I stopped to grab a lamppost, steadying myself. My ears rang. Panic clamped down on my lungs, suffocating me.

I dug my hand into the top of my coat and grasped the gold chain secured around my neck.

It was the only valuable I had left, but it was also the last chance I had at freedom.

I was stuck, caught in a vortex of choices that got worse by the moment.

Grandma had given me this necklace for my fifteenth birthday, telling me I’d always be special to her.

And I had been, until she’d died of a stroke.

Through all the trials I’d experienced, I’d never considered pawning it.

But maybe I didn’t have a choice this time.

I inhaled deeply, my lungs on fire. The back of my head throbbed harder, reminding me of the possible death I’d been close to, and I exhaled heavily through my nose.

The only pawnshop open to buying things from people like me was owned by Jim Shanahan, who most people knew as Nike because of his shoe collection.

His brother, Mike, was usually the one there running the business, and I hated the bastard.

He was a scumbag. He would take advantage of me, buy products for less than they were worth because I was desperate, and one day, he’d asked me if I was over eighteen while we were haggling.

The second I’d said yes, he’d asked for a blowjob in exchange for giving me fifty bucks more.

Fifty. Fucking. Dollars. For head.

At the time, it had seemed like the only way to survive, the only way to keep my miserable life plodding along, because at least moving forward wasn’t dead.

He started me down the path of hustling and sleeping with people.

I groaned and dropped my forehead against the cold lamppost. Mike was an asshole, but he was one who gave me the time of day.
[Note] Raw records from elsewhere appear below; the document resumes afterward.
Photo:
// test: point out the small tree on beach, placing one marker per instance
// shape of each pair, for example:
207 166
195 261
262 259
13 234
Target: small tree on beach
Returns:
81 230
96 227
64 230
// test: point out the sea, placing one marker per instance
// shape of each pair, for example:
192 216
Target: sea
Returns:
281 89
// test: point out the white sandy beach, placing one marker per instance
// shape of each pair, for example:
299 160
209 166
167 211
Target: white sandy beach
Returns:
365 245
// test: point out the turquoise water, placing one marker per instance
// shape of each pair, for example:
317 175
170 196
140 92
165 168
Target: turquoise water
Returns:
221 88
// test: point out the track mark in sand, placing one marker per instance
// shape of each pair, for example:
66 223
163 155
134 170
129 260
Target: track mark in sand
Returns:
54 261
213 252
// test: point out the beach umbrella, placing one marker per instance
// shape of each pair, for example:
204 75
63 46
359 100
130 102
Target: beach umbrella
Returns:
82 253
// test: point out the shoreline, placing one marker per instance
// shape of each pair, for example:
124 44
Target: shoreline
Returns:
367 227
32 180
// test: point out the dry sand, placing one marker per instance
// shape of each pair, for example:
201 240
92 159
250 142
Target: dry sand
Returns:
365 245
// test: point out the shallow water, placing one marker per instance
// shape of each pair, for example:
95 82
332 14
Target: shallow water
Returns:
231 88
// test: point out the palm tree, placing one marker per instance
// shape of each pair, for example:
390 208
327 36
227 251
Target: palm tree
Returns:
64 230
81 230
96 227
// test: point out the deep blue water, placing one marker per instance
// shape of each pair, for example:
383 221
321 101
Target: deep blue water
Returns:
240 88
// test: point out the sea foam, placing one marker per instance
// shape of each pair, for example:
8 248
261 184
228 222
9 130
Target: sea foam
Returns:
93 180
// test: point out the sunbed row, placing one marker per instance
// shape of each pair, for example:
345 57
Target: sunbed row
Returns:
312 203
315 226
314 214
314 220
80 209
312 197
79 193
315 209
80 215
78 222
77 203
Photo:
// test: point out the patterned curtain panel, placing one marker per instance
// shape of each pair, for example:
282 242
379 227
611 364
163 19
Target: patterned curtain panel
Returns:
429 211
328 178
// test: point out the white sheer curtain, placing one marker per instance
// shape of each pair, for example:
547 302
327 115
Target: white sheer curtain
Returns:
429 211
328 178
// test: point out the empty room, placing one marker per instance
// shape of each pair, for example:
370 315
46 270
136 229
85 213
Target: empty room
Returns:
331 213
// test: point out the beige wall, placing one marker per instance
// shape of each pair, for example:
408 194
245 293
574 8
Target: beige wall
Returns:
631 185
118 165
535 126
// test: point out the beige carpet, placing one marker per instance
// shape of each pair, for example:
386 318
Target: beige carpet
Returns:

I moved as fast as my legs would carry me, which didn’t say much because my knees were trembling. I headed through alleyway shortcuts I knew by heart and down shady streets most smart people avoided, until I finally got to the front of the pawnshop.

The small white sign with bold black letters at the front of the worn-down building was only half lit and simply said Shanahan Brothers Pawnshop. It’d been that way since I’d first come here, and with the amount of hustling Mike did, I didn’t know why he hadn’t gotten it fixed yet.

I took a deep breath and stepped toward the door.